Teeth_ Vampire Tales - Ellen Datlow [17]
“We just want you to know that we’re not all about silk cravats and rural villages that sit at the bottoms of eastern European mountain ranges,” he told the assembled population of freshmen through seniors. “We don’t necessarily kill, although some do, but they aren’t representative of us as a whole.”
“Oh my God,” said Lottie. “I cannot believe they’re doing public outreach. It’s pathetic. I want the cravats, whatever those are. I want the rural villages that sit at the bottoms of eastern European mountain ranges. Not these losers.”
“They’re ties,” Retta whispered. “Victorian ties. Shh.”
Lottie rolled her eyes. She said, “You’re too nice, Retta.”
Retta isn’t Retta’s full name—it’s Loretta; but since they were little, people have called her Retta because she and Lottie have always been best friends and two L-named girls who are consistently spotted as a pair are annoying.
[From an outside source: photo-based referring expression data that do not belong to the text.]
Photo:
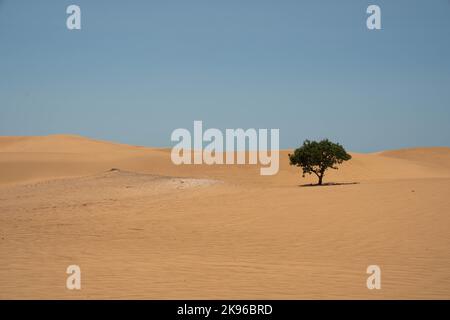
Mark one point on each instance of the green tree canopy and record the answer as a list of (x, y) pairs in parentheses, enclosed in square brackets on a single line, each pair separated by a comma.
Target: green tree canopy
[(316, 157)]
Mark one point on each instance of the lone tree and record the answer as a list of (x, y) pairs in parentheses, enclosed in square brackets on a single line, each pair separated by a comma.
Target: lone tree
[(316, 157)]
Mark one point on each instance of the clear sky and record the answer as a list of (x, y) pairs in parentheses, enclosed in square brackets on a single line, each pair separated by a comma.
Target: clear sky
[(137, 70)]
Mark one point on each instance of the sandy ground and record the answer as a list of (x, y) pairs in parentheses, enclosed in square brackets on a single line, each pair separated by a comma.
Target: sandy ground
[(150, 229)]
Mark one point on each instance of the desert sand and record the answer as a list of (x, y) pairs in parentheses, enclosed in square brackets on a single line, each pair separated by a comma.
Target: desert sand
[(141, 227)]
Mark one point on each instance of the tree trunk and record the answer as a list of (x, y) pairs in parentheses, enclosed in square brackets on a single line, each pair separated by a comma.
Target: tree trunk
[(320, 180)]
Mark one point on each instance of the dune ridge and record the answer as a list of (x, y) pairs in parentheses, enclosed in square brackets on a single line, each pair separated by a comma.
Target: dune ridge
[(141, 227)]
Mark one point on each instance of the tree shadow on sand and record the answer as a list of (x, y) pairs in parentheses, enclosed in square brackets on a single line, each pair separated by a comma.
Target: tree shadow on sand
[(328, 184)]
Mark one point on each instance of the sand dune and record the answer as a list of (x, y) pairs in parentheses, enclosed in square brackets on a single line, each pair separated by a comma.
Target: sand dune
[(150, 229)]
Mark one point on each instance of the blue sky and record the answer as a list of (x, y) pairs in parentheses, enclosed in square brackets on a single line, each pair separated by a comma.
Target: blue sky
[(140, 69)]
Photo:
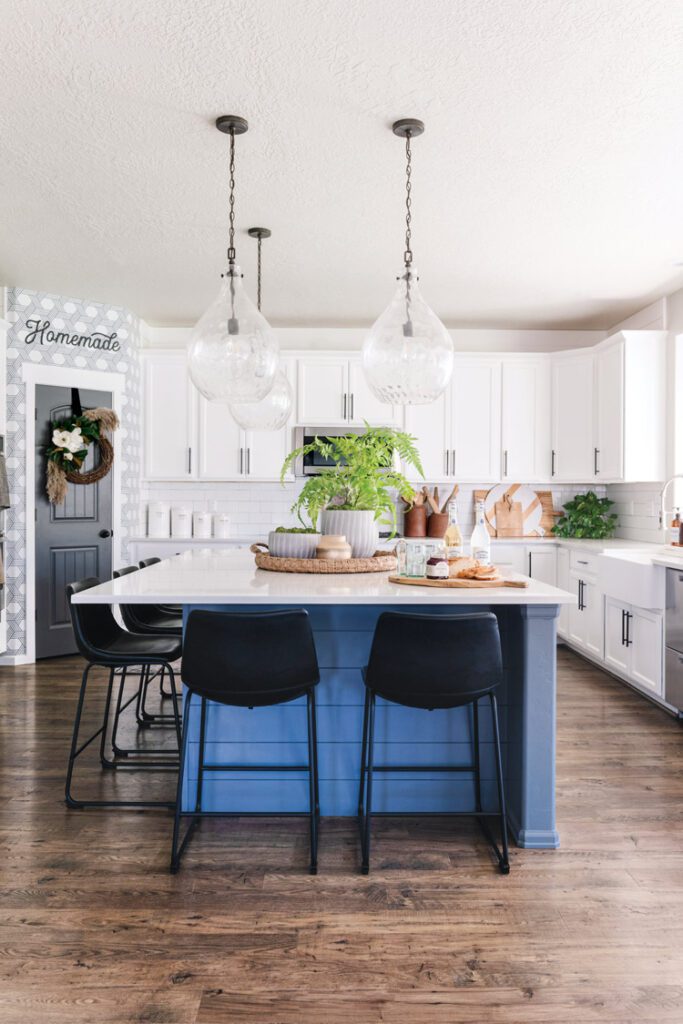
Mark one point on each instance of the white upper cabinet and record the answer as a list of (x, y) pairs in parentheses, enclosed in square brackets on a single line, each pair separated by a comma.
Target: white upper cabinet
[(333, 392), (169, 404), (572, 432), (631, 402), (221, 442), (609, 411), (364, 407), (475, 420), (323, 390), (525, 420), (608, 453), (430, 425)]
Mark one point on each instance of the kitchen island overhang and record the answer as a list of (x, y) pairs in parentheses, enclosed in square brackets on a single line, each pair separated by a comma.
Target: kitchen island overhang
[(343, 610)]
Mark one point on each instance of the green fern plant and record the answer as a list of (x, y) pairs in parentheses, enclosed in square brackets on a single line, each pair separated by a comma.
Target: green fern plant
[(364, 477), (587, 516)]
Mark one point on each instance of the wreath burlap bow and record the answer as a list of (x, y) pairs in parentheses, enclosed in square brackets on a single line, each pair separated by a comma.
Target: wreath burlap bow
[(70, 442)]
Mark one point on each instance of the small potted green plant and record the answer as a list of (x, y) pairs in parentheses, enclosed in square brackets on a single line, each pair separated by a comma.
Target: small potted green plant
[(587, 516), (358, 492), (293, 542)]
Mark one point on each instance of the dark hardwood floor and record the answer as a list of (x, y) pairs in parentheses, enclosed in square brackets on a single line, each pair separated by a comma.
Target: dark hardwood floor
[(94, 929)]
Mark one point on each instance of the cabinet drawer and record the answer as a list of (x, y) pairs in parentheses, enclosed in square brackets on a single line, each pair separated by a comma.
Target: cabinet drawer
[(583, 563)]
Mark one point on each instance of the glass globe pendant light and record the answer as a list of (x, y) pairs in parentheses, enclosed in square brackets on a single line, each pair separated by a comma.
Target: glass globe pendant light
[(408, 355), (232, 351), (272, 412)]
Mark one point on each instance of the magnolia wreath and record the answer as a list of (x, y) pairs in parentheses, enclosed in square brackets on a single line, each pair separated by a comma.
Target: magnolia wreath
[(70, 442)]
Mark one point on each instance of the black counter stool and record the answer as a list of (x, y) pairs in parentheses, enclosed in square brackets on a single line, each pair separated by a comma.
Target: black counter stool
[(153, 620), (248, 659), (432, 662), (103, 644)]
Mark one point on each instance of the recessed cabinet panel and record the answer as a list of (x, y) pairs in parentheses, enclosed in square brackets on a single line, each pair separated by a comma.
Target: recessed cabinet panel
[(221, 442), (169, 410), (429, 426), (608, 455), (525, 420), (364, 407), (323, 391), (572, 433), (475, 420)]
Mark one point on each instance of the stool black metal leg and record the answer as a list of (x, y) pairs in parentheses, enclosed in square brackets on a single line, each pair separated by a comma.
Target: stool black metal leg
[(312, 781), (365, 867), (477, 755), (73, 754), (105, 762), (504, 861), (201, 756), (364, 747), (177, 848)]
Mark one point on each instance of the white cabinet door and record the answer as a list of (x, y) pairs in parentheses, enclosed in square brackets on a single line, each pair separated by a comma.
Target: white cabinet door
[(608, 455), (475, 420), (266, 450), (563, 583), (170, 413), (429, 426), (645, 633), (616, 652), (572, 418), (221, 443), (594, 617), (525, 420), (323, 391), (542, 564), (364, 407)]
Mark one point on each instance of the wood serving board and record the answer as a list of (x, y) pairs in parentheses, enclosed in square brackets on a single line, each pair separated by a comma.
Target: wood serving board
[(456, 584)]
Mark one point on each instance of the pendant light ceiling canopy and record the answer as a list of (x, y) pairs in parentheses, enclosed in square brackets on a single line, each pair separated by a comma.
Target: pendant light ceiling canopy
[(232, 351), (272, 412), (408, 355)]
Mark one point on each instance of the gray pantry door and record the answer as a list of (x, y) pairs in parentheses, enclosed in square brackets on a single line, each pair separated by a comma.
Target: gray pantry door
[(73, 540)]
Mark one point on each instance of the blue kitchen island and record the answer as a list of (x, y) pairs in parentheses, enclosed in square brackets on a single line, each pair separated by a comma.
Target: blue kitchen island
[(343, 611)]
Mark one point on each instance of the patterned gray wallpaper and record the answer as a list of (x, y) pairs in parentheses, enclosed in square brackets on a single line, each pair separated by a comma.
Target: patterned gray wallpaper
[(78, 334)]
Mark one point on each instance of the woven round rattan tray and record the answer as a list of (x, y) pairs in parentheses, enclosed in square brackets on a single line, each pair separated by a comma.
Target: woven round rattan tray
[(379, 562)]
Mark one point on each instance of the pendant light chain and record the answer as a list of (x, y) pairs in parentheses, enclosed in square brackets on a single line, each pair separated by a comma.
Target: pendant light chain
[(230, 250), (258, 274), (408, 255)]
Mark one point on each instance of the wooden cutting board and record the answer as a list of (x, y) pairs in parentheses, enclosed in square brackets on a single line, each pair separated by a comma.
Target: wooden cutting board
[(459, 584)]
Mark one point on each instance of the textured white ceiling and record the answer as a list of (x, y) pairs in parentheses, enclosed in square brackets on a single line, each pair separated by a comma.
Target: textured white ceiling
[(548, 187)]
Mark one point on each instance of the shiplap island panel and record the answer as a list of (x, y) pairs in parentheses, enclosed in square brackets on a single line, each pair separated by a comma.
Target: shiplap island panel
[(343, 611)]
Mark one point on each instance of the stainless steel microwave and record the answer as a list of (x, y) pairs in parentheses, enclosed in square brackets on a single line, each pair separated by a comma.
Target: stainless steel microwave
[(314, 463)]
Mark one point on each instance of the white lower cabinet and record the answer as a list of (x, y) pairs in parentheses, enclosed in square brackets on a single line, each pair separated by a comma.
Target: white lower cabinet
[(634, 644), (586, 617)]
Lottie and Retta had once agreed: They didn’t want to be like those siblings whose parents name them all under the tyranny of one letter, like steps going up and down a staircase, the same, one right after the other. It was Lottie who came up with Retta. For a while Retta had wondered why it was her who had to change her name, not Lottie, whose full name was actually Charlotte, but it was Retta that stuck.
“We would also like to disabuse you of the notion that we are all bloodsucking fiends with fangs,” the head vampire told them. His companions nodded behind him. One was a short, chubby boy who looked like he should be playing a tuba in the marching band, glasses that he’d taped together on one side, a potentially obsessive thumb sucker. The other was a hyperthin girl, skin white as paper, wearing black boots, black jeans, black tank top, black earrings made of some kind of dark crystal. She had long black hair and wore black lipstick. She was probably not the head vampire’s best choice in representing the unexpected in vampires. Find comfort in familiarity when familiarity is disappointing, Retta reminded herself. That’s what the guidance counselor had told her at her senior session when Retta had said she didn’t know what she wanted to do after high school but was hoping to somehow get out into the world. “Thanks,” Retta had said upon receiving that wafer of wisdom, then told the next kid it was his turn when she left the counselor’s office.
“Did that dude just say he was abused as a child?” Lottie whispered. “No doubt that’s the reason for his vampirism.”
“Shh,” Retta said again. “They deserve to be heard, too.”
“Too what?” said Lottie.
“Too like anyone,” said Retta. “Lottie, will you please just pay attention? Mr. Masters is looking up at us. We’re going to get detention.”
That shut Lottie up. Nothing was worse than sitting in a stale classroom with Mrs. Markowitz after school. Mrs. Markowitz, who has taught freshman algebra since the dawn of time, expects you to look straight at her as she reads romance novels at her desk during detention. Retta always focused on the cover, the muscular chest of a man as he wrapped the heroine up in his arms. She’d imagine the book, the ink on the paper, make it up as Mrs. Markowitz turned each page. Lottie would spend the entire period burning holes into Mrs. Markowitz with laser eyes. She lacked imagination.
The head vampire said, “We feed, yes, but we do not always feed on blood.”